Johnson died in later February 1984. He was by that time so isolated that his body was not found until the early part of March, over a fortnight after he had collapsed while trying to open a third bottle of wine. The fellow patrons at one of his favoured pubs regarded Johnson benignly as a curious but game foreigner. But as Wright says, starkly, what they were really witnessing was one of the greatest authors of the era slowly, but thoroughly, destroying themselves. Johnson was only 49 when he died. His relentless cutting off of his wife (it is not clear, from this book, what contact he had with his daughter after their final estrangement in 1978) showed an almost callous streak. This is ironic in view of the sensitivity with which he wrote about the relationship between Gesine Cresspahl and her daughter.

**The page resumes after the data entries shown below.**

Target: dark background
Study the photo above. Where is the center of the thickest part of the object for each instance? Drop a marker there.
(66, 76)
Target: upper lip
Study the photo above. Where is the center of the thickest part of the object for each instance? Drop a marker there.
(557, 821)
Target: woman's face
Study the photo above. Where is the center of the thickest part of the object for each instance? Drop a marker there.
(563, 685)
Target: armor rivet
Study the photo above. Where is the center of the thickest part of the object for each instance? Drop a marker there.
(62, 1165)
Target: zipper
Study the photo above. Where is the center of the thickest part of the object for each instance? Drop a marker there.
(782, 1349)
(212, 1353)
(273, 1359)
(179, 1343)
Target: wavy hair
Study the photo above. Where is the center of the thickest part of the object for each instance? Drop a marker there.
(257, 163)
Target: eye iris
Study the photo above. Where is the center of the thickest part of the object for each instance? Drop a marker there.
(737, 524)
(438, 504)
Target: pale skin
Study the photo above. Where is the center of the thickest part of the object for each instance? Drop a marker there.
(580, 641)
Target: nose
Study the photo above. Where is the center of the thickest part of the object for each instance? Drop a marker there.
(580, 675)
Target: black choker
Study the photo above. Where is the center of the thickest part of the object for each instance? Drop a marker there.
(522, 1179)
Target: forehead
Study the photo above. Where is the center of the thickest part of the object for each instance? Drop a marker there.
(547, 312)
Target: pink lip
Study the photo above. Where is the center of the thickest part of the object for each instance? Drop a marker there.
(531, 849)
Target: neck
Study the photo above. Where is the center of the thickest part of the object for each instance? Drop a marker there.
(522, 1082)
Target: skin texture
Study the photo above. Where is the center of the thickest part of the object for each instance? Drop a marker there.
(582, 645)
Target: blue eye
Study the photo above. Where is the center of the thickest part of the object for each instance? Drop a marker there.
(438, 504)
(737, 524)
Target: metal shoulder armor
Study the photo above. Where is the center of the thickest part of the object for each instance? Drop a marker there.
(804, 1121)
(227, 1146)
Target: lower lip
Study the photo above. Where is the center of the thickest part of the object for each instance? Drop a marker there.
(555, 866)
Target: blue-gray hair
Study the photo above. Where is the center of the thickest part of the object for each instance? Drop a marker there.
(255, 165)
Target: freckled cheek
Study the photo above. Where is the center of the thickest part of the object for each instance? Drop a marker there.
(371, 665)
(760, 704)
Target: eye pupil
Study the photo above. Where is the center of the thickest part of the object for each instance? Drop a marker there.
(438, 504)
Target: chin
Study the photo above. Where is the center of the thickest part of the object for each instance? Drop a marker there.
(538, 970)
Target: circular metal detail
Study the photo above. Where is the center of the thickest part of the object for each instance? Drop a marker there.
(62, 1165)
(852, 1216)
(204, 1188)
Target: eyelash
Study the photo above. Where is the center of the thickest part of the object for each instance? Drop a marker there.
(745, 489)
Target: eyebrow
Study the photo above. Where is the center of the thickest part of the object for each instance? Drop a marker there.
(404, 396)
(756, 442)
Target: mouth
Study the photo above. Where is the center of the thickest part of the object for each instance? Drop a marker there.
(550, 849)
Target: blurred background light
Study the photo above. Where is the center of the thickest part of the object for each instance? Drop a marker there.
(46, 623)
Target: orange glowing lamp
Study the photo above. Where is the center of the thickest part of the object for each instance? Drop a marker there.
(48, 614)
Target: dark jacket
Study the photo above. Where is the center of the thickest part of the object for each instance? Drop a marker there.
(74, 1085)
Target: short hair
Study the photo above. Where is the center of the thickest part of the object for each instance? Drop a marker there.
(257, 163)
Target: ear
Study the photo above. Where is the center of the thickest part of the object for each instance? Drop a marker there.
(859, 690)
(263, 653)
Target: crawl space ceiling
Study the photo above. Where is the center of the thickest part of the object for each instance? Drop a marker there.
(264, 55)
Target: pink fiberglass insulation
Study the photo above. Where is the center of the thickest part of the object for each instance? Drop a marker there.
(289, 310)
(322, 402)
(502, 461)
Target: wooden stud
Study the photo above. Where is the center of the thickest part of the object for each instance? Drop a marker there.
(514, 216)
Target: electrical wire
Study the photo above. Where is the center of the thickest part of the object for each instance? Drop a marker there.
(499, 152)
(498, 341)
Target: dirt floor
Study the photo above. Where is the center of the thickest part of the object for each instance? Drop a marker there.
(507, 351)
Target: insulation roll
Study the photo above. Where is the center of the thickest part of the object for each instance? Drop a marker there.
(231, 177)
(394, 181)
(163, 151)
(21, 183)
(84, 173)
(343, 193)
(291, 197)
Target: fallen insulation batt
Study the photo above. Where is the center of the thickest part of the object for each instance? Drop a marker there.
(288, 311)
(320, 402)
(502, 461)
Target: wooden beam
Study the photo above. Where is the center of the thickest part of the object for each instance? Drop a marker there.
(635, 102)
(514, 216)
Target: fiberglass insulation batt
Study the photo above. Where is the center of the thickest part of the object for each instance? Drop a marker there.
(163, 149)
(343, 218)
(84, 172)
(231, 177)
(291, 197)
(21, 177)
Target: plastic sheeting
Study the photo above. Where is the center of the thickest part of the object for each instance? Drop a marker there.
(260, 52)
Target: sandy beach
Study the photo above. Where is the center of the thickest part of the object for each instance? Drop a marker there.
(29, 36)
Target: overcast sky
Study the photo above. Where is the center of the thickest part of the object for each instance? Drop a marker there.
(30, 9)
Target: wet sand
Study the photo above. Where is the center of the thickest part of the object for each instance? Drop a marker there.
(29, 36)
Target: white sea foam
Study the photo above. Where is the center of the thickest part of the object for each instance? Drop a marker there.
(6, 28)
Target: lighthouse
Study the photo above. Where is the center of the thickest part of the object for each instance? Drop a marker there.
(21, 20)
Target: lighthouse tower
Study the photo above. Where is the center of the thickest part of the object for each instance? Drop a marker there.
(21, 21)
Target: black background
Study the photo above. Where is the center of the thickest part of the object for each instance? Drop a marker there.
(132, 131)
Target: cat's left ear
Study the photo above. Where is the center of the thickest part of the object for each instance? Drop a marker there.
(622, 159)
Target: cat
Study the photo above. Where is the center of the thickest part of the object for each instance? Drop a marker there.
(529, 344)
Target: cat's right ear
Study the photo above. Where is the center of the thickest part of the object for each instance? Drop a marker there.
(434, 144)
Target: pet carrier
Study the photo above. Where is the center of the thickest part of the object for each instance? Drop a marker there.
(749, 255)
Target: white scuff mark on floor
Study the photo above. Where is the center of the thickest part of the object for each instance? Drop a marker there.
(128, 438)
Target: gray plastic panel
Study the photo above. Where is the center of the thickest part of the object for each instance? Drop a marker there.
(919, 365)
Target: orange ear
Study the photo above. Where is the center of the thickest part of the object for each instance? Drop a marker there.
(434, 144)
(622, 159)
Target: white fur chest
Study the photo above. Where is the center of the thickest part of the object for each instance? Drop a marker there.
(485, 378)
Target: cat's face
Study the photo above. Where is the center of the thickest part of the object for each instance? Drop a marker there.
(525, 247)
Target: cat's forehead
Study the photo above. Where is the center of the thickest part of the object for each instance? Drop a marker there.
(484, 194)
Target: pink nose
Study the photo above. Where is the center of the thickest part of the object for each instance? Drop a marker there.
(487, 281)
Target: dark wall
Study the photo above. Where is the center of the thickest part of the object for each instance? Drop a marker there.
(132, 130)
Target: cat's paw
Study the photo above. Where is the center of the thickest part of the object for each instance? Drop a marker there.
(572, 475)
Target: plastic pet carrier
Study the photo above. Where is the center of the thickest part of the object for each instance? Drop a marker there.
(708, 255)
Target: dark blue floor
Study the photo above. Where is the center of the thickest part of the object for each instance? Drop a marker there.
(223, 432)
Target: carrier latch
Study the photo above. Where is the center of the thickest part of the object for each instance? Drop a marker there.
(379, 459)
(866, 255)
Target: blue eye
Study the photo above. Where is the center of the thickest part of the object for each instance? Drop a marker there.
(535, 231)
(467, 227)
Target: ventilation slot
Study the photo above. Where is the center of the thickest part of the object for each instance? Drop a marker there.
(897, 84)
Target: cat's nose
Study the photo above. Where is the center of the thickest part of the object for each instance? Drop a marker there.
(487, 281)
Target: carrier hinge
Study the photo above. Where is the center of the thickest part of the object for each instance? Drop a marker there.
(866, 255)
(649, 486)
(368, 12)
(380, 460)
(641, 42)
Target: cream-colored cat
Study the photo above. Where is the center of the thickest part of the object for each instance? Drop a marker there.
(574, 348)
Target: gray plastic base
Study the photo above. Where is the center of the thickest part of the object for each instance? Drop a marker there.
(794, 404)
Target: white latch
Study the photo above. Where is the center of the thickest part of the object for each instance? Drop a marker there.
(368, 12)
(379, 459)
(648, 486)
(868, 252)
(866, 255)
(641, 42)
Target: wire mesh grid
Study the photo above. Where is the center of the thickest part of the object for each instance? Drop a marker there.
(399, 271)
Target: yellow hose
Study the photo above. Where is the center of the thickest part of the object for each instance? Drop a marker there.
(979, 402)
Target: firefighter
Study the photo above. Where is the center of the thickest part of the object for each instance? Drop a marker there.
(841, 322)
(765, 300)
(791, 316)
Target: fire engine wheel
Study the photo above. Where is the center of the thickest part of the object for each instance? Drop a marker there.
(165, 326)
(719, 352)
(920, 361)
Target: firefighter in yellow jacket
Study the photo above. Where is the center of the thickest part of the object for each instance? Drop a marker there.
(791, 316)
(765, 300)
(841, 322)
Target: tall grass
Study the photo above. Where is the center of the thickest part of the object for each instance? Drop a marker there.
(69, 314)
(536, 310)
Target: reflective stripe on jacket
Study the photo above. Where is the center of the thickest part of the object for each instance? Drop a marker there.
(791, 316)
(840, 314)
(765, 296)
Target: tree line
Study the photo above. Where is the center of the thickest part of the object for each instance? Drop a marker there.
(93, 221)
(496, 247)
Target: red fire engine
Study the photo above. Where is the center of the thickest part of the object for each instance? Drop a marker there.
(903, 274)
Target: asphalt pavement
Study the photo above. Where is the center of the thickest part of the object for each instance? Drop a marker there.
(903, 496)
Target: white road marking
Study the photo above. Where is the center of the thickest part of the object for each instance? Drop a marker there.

This book is about many things: the rise of post-industrial society in Britain in the 1970s and 1980s; the ways that diverse memories and feelings can be melded into a narrative by an author to give them some kind of shape and explanatory power; the relationship between location and imagination. Finally it is testament to the ways in which writing offers a sort of salvation, even to the most blighted of souls. Johnson was, on the glimpses one gets of him here, not a person to get close to; but his writing offers everything he had. That can be easily opened and read today. Sheerness may have had an accidental place in global literature, but with this one writer, that place is becoming secure.